49 FIFRA's text demonstrates that Congress had no intent to extinguish damages remedies under state common law. For example, in § 136v, Congress used the term "requirements" to mean "regulation," a term connoting positive commands of law, not court orders to pay damages for the harms caused by pesticides. Section 136v(a) provides that " State may regulate" the sales or use of pesticides as long as the state "regulation" does not permit a sale or use prohibited by FIFRA. Section 136v(b) forbids " uch state" from regulating labeling by imposing labeling "requirements" in addition to or different from those required under FIFRA. The plainest reading of the two subsections is that a state may "regulate" pesticide sales or use, but in doing so may not impose labeling "requirements." In other words, § 136v(b)'s prohibition on state labeling "requirements" represents an exception to § 136v(a)'s general grant of state authority to "regulate" pesticide sales and use.

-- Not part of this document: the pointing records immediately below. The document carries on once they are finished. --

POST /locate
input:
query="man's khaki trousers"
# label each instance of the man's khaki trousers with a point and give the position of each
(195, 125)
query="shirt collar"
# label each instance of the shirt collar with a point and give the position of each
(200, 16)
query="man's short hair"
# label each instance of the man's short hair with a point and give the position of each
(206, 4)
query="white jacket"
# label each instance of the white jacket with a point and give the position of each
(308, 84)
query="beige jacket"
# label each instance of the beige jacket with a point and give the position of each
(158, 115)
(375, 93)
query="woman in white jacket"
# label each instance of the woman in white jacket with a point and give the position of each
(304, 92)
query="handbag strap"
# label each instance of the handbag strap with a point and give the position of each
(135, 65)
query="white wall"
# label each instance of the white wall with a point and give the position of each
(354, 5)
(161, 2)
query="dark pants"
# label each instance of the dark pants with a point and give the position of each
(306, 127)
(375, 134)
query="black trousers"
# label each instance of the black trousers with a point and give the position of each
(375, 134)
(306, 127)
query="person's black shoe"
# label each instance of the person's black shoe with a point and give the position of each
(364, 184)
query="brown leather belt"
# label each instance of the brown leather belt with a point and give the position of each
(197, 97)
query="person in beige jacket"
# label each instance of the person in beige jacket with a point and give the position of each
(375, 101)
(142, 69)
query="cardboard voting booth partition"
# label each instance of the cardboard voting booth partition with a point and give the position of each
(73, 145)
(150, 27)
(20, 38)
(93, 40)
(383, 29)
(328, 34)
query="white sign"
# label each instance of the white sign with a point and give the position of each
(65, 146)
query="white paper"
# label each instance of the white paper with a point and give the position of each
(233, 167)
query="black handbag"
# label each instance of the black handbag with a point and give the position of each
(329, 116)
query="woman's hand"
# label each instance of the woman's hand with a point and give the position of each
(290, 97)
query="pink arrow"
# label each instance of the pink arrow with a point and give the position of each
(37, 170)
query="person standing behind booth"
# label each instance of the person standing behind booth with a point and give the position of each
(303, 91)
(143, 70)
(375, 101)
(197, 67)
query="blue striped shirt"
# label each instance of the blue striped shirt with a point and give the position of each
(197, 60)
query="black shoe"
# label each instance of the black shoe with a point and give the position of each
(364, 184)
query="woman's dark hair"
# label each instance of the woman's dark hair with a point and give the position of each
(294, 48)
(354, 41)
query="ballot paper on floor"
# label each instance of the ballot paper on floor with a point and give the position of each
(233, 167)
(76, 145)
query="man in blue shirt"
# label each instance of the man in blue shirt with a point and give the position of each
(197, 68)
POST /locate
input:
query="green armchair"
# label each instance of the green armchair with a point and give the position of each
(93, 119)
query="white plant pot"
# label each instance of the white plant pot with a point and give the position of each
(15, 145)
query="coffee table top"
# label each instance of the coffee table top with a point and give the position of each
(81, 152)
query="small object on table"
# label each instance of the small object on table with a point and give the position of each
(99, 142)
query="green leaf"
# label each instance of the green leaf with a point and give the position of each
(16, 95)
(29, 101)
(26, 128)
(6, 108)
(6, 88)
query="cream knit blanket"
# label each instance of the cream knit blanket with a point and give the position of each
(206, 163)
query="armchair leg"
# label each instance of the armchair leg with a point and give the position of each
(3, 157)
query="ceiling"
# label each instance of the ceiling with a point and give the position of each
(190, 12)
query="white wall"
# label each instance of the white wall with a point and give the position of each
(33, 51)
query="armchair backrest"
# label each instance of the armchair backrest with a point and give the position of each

50 The Medtronic plurality interpreted the term "requirements" in the MDA's preemption provision by examining its usages throughout the MDA. In doing so, the plurality adhered to "the normal rule of statutory construction that identical words used in different parts of the same act are intended to have the same meaning." Sullivan v. Stroop (1990), 496 U.S. 478, 484, 110 S.Ct. 2499, 2504, 110 L.Ed.2d 438 (internal quotations and citations omitted).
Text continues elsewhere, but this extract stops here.